Leamington is divided by the River Leam running east to west, which is susceptible to flooding in extreme weather, with especially heavy floods in 1998 and 2007.

The Leam is a tributary of the River Avon, which it joins just to the west of Leamington. The ancient town of Warwick lies adjoined directly to the west of Leamington, on the opposite bank of the Avon, with parts of Warwick (Myton and Heathcote) extending to the southwest and south of Leamington. Also contiguous with Leamington, directly to the south, with no natural border, is the smaller town of Whitnash. Whitnash and Warwick are themselves contiguous with new housing developments within the parish of Bishop's Tachbrook. The village of Cubbington is adjoined to the north-east. Just outside the town lie the villages of Old Milverton to the north and Radford Semele 2.5 mi to the east.

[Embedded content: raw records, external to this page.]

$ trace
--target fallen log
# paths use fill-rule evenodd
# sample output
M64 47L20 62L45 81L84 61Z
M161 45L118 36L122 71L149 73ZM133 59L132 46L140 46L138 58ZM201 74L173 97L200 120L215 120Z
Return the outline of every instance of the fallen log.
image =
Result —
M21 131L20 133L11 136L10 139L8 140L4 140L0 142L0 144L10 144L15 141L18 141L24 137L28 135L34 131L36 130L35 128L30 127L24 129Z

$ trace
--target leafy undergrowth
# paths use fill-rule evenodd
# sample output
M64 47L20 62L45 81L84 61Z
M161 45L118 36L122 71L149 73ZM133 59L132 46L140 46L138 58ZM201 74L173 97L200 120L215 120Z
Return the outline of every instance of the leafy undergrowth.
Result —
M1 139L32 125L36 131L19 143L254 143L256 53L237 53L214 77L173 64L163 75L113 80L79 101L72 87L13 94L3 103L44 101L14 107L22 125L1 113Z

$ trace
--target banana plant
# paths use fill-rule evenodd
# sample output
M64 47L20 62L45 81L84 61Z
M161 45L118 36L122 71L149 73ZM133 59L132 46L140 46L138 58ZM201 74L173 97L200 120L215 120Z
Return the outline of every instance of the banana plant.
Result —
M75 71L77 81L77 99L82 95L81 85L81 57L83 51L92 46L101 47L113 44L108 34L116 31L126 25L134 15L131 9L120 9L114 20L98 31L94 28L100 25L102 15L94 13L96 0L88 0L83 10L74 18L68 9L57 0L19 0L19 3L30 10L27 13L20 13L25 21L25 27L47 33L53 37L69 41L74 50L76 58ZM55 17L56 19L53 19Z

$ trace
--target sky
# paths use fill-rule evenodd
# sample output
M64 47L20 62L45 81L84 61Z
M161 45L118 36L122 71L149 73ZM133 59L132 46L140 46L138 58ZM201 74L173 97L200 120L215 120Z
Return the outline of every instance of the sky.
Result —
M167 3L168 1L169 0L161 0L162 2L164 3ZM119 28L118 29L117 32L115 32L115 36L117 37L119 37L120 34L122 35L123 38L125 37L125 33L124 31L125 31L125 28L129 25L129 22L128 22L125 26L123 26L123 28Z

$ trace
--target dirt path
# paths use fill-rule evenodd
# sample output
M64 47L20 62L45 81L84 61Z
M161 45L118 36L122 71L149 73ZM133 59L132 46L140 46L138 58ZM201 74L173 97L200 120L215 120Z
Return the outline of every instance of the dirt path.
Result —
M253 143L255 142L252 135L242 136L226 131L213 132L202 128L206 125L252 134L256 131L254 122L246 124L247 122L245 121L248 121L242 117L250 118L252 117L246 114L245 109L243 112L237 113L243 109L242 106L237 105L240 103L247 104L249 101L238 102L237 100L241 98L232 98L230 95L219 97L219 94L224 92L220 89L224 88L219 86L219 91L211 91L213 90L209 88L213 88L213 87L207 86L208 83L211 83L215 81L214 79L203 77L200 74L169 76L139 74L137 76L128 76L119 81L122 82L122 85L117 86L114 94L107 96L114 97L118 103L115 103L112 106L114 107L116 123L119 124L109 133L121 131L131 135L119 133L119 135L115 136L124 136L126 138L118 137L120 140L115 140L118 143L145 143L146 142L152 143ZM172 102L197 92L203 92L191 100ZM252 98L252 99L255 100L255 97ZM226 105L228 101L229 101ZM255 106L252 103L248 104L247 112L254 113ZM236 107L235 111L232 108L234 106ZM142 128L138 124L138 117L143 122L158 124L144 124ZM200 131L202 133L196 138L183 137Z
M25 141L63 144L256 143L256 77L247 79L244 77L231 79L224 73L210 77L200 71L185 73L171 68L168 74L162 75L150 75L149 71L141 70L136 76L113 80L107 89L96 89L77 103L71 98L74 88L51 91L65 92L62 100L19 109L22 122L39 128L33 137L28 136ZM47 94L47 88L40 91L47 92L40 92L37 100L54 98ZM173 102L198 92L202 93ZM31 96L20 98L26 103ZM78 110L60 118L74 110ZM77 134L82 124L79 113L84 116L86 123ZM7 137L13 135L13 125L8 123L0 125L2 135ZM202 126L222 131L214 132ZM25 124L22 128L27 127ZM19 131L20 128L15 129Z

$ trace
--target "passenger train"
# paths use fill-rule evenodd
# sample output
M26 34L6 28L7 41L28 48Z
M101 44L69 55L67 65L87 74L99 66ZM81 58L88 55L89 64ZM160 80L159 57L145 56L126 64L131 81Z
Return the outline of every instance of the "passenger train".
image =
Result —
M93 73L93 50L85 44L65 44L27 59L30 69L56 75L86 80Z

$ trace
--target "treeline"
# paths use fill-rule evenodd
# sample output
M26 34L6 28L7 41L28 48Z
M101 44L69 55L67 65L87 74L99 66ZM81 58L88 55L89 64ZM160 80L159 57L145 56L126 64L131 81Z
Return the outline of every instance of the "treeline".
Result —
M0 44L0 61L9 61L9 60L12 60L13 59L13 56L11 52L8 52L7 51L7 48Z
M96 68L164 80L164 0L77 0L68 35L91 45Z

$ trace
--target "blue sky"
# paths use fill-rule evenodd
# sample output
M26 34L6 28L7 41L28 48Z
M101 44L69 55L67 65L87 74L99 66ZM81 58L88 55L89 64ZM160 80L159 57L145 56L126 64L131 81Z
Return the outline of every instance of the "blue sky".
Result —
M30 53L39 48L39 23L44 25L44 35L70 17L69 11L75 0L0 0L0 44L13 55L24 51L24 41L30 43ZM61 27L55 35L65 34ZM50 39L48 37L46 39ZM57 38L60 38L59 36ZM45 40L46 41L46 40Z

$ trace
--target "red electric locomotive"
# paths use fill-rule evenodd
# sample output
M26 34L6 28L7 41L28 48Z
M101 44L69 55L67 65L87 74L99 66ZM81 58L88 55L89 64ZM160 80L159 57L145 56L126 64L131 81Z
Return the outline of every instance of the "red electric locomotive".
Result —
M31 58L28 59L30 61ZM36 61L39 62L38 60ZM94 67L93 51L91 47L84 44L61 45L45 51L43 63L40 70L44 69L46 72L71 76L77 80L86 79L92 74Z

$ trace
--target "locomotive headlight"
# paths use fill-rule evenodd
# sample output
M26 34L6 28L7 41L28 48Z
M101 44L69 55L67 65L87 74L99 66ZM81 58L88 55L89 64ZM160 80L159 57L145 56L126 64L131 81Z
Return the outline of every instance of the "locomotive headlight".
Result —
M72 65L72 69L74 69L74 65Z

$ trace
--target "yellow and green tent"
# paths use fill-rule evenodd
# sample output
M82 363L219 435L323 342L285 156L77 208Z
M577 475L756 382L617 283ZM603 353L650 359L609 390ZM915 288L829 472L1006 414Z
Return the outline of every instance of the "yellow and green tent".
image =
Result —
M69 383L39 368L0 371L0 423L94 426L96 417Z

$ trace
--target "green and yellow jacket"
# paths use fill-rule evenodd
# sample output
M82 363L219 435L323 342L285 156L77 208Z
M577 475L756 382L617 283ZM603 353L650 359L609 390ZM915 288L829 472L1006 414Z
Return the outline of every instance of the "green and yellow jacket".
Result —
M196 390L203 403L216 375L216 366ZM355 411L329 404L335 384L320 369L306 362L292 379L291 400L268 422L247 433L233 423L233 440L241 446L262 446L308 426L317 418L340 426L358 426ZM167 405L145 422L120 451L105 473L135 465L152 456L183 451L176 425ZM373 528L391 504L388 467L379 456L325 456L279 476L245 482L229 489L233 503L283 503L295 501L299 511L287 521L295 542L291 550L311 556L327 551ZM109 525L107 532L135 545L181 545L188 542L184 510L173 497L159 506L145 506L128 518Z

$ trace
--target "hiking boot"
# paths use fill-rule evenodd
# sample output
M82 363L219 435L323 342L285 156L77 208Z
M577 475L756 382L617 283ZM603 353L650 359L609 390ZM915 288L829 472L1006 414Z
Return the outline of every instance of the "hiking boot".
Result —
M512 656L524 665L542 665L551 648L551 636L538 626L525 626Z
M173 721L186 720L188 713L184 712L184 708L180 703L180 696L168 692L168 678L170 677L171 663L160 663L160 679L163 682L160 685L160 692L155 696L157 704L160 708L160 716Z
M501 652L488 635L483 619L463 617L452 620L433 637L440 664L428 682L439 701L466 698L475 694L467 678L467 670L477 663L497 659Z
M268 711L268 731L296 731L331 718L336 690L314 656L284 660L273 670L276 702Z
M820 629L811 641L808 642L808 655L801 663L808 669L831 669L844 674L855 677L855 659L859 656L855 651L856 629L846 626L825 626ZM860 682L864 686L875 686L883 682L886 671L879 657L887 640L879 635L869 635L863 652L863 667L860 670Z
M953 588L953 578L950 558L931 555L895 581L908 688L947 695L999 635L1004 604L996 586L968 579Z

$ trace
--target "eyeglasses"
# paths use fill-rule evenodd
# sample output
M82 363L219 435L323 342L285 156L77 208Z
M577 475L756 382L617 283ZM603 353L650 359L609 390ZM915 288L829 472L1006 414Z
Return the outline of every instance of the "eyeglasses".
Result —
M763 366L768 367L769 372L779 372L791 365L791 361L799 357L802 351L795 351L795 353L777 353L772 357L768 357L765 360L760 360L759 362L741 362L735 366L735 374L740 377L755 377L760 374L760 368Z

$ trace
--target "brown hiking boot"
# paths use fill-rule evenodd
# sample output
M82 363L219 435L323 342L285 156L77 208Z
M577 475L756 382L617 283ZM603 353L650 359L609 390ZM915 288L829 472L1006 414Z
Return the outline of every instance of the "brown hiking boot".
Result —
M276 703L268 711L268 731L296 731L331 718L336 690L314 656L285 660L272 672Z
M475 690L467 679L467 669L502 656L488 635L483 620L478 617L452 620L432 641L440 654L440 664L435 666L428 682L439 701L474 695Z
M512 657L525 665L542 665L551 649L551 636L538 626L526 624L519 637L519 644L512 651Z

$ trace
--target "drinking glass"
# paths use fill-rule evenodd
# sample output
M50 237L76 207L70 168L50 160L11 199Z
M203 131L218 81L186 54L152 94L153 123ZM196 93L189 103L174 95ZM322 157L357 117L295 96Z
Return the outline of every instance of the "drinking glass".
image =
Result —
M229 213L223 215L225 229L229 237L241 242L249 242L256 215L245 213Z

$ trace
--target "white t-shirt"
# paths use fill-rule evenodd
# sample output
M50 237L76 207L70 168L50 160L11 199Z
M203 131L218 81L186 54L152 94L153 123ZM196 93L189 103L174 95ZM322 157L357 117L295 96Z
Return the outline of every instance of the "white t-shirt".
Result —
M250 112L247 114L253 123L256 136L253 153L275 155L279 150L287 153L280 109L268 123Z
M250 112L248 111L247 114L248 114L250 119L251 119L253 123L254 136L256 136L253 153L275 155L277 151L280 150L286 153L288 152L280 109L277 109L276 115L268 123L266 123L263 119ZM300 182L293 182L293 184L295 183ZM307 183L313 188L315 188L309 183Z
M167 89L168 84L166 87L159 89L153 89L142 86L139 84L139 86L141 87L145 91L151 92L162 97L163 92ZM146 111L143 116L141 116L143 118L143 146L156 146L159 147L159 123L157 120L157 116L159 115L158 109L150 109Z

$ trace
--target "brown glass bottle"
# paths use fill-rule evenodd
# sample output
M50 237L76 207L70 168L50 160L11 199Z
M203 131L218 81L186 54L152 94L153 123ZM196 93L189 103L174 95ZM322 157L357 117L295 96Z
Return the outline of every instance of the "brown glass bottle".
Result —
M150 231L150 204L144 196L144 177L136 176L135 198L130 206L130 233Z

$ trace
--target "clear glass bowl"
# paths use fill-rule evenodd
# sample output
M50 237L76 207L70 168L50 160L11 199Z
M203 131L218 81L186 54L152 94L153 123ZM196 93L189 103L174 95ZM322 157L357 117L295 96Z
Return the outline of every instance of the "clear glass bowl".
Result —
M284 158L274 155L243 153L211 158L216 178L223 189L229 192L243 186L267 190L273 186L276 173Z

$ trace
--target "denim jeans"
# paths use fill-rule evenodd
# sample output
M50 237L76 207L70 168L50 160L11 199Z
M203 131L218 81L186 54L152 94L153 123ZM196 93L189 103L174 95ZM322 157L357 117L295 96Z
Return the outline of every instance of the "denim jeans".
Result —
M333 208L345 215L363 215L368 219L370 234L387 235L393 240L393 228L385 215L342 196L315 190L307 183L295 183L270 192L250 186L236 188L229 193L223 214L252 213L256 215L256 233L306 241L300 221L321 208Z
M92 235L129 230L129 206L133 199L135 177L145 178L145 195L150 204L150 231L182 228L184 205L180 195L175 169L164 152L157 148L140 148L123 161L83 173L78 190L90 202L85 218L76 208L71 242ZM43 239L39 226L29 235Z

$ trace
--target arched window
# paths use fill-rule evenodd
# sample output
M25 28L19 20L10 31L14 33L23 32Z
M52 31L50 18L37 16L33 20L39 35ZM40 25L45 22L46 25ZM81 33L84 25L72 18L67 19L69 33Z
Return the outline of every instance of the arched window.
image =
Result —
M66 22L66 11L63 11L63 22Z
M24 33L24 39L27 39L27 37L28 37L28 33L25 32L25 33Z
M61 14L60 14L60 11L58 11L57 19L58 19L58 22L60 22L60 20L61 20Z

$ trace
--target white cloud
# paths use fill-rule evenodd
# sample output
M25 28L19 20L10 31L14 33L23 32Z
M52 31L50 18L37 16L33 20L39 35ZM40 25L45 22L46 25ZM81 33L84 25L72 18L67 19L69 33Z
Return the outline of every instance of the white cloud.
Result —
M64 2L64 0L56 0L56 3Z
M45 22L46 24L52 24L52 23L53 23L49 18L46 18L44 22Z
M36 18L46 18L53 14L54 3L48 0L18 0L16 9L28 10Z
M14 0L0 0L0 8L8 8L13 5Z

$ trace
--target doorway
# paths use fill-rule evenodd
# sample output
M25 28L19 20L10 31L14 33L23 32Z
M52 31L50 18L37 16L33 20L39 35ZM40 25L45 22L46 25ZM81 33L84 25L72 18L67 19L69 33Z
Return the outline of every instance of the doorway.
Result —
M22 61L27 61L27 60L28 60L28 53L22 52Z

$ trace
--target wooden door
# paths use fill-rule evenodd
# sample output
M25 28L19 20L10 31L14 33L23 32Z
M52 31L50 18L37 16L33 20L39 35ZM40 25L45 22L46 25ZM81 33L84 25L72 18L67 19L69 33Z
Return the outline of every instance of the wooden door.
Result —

Leamington has several suburbs; the town has encompassed the former village of Lillington, directly to the north of the town centre. Other suburbs include Milverton to the northwest, Campion Hills to the east, and Sydenham the east. The rapidly expanding Heathcote (or "Warwick Gates") district to the southwest, though often referred to as part of Leamington, actually lies mainly within the boundaries of Warwick, with parts in Whitnash and the parish of Bishop's Tachbrook.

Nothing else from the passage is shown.